CopyTable2 - direct from source to target
----------------------------------------
main_program: This step has 2 datasets:
ds0: {op1[2p] (parallel delete data files in delete D:/Projects/Devl/scratchcopyTable2.ds)
>>eCollectAny
op2[1p] (sequential delete descriptor file in delete D:/Projects/Devl/scratchcopyTable2.ds)}
ds1: {op0[2p] (parallel srcCountries)
=>
D:/Projects/Devl/scratchcopyTable2.ds}
It has 3 operators:
op0[2p] {(parallel srcCountries)
on nodes (
node1[op0,p0]
node2[op0,p1]
)}
op1[2p] {(parallel delete data files in delete D:/Projects/Devl/scratchcopyTable2.ds)
on nodes (
node1[op1,p0]
node2[op1,p1]
)}
op2[1p] {(sequential delete descriptor file in delete D:/Projects/Devl/scratchcopyTable2.ds)
on nodes (
node1[op2,p0]
)}
It runs 5 processes on 2 nodes.
Don't know where you read that. The Copy stage is compiled out irrespective if it's not needed (that is, makes an identical copy of its input). Force compile has nothing whatsoever to do with it.
IBM Software Services Group
Any contribution to this forum is my own opinion and does not necessarily reflect any position that IBM may hold.
I stand corrected. It's compiled out if it's not needed AND Force Property is set to false.
(I'm not referring to force compile. It's the Force property in the Copy stage)
In this case, it's a straight copy.

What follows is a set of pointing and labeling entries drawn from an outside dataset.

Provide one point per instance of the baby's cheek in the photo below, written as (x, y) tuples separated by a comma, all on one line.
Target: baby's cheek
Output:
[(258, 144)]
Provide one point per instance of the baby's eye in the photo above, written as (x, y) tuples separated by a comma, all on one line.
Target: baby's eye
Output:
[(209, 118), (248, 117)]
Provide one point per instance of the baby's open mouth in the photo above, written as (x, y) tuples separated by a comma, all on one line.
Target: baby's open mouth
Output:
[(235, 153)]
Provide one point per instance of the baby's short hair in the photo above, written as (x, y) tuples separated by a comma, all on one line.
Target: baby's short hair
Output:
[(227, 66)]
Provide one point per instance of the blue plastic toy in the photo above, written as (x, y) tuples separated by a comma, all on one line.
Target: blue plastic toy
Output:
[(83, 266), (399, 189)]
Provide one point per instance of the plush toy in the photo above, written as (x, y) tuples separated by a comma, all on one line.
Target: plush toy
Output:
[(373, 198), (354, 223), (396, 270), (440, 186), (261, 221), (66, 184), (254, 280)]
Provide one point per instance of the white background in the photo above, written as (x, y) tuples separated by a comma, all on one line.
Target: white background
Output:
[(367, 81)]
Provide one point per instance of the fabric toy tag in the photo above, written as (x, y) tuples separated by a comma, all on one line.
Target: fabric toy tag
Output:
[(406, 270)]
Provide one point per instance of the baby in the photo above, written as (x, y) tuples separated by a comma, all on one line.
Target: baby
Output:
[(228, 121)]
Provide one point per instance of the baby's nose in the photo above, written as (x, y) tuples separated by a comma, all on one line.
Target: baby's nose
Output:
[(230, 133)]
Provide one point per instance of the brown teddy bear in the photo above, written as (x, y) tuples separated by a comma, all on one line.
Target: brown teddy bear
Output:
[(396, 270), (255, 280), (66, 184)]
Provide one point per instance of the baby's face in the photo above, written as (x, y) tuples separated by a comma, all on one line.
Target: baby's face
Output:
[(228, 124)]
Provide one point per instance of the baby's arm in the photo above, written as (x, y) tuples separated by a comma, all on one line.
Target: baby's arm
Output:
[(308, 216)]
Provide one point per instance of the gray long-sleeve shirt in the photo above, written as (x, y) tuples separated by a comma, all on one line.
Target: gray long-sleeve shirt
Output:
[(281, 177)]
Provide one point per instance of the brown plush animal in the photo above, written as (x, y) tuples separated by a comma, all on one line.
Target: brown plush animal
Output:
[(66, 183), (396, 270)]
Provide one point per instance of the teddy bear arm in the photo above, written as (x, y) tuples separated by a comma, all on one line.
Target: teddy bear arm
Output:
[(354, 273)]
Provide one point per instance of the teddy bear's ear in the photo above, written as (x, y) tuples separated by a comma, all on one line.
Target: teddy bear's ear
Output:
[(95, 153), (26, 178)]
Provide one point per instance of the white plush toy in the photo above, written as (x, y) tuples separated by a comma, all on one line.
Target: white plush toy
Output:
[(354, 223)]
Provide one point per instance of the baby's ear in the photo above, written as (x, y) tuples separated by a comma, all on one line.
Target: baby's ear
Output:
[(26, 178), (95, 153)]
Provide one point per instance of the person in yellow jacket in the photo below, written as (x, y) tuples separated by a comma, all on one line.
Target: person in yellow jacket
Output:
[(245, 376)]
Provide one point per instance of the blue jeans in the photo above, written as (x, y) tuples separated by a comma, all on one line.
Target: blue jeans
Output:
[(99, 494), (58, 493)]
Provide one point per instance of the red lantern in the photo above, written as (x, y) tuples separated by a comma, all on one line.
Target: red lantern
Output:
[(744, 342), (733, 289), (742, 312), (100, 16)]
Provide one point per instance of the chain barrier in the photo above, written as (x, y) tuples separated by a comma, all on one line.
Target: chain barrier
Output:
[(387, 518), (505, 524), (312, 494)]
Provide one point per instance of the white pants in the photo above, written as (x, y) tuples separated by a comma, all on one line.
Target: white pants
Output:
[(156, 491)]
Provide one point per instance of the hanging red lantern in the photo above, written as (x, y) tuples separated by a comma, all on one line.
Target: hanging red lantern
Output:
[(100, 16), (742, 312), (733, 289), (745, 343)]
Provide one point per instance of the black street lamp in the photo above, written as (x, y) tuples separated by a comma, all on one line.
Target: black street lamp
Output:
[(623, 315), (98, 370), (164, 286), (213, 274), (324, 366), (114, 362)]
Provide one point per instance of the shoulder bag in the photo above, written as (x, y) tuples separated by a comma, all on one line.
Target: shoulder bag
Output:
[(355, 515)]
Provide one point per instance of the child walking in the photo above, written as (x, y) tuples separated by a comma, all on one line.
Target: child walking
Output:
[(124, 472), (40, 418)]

No changes to names, no columns dropped, no change to the order of columns.
The manual states
Where you are using a Copy stage with a single input and a single output, you should ensure that you set the Force property in the stage editor TRUE. This prevents WebSphere DataStage from deciding that the Copy operation is superfluous and optimizing it out of the job.
So I'm still curious to know why it isn't optimised out of the job.
Ah, the Force option in the Copy stage itself. Well, that's basically there so that you can require the compiler to include a copy operator even though one is not, strictly speaking, needed. Another way is to use the Copy stage to do something, even something trivial like re-naming a column. You say that this does not apply.
In your score for CopyTable1, I see that the copy operator (inCntry_outCntry) does appear to be present, which I would only expect to see if the Copy stage's Force option were set to True. And you say that it isn't. Would you mind checking?
Maybe the job compiler in version 8.x does things a little differently.
IBM Software Services Group
Any contribution to this forum is my own opinion and does not necessarily reflect any position that IBM may hold.
Tried it again just now after creating a completely new job on a different server (same os and ds version) but with 4 nodes and checking that the FORCE option on the copy stage is False.
Don't know. Can we see the generated OSH? I'm particularly interested in the record schemas - obsfuscate the column names if need be, but preserve the 1-1 relationship between real names and obfuscated names.
IBM Software Services Group
Any contribution to this forum is my own opinion and does not necessarily reflect any position that IBM may hold.
The only thing I can suggest is that the Copy stage is kept because its output does not connect to a virtual Data Set. Indeed, the operator associated with the Data Set stage is copy which may mean that "your" Copy stage was eliminated, but there is a copy operator to transfer data to the Data Set. Test this theory by emplacing any stage type (except a Modify stage or another Copy stage) between the Copy stage and the Data Set stage.
IBM Software Services Group
Any contribution to this forum is my own opinion and does not necessarily reflect any position that IBM may hold.